LEX) NOMURA/LEHMAN

Investors don't like the deal either. In the four weeks since chief executive Kenichi Watanabe said the acquisition of Lehman's Asian and European franchise would cost Nomura $2bn – a blend of one-off and recurring expenses – Nomura has slid about 10 per cent more than the global banking sector. The shares, down 11 per cent on Thursday, are at their lowest levels since the early 80s.

On a charitable view, however, the deal is not such a stinker. Assuming that a quarter of that expenditure is booked as assets (technology, buildings etc), Nomura's recurring expenses will be boosted by $1.5bn, or close to a fifth, in staff costs. As widely reported, Nomura has agreed to preserve Lehman's 2007 bonus pool. If the average Lehman salary and benefits of $330,000 is simply transferred to Nomura's payroll, the guidance implies that Nomura plans to keep fewer than 5,000 of the 8,000-plus bodies it has brought on board – free of charge.

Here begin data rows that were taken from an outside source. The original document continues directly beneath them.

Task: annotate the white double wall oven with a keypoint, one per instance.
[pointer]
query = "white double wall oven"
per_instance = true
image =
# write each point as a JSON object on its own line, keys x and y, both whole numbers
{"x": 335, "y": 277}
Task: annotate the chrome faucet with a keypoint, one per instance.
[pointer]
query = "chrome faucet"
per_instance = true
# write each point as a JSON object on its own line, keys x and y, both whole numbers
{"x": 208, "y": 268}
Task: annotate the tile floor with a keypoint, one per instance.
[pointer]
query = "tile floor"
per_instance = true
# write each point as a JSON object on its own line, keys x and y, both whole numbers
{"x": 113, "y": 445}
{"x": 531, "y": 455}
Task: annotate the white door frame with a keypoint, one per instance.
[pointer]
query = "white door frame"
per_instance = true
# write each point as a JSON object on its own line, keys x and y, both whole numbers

The deal also signals a shift in approach. Outside Japan, where it remains utterly dominant, Nomura traditionally expanded in two ways: by hiring flashy individuals on a lucky streak and by entering vague referral agreements with corporate finance boutiques. Neither strategy worked. Now, if Nomura can hold on to the relationship bankers it really wants, while building its US distribution, it stands a chance of eventually making the numbers work. Nomura/Lehman is already top five in Asia-Pacific M&A this year and top 10 in equity and debt issues, according to Dealogic.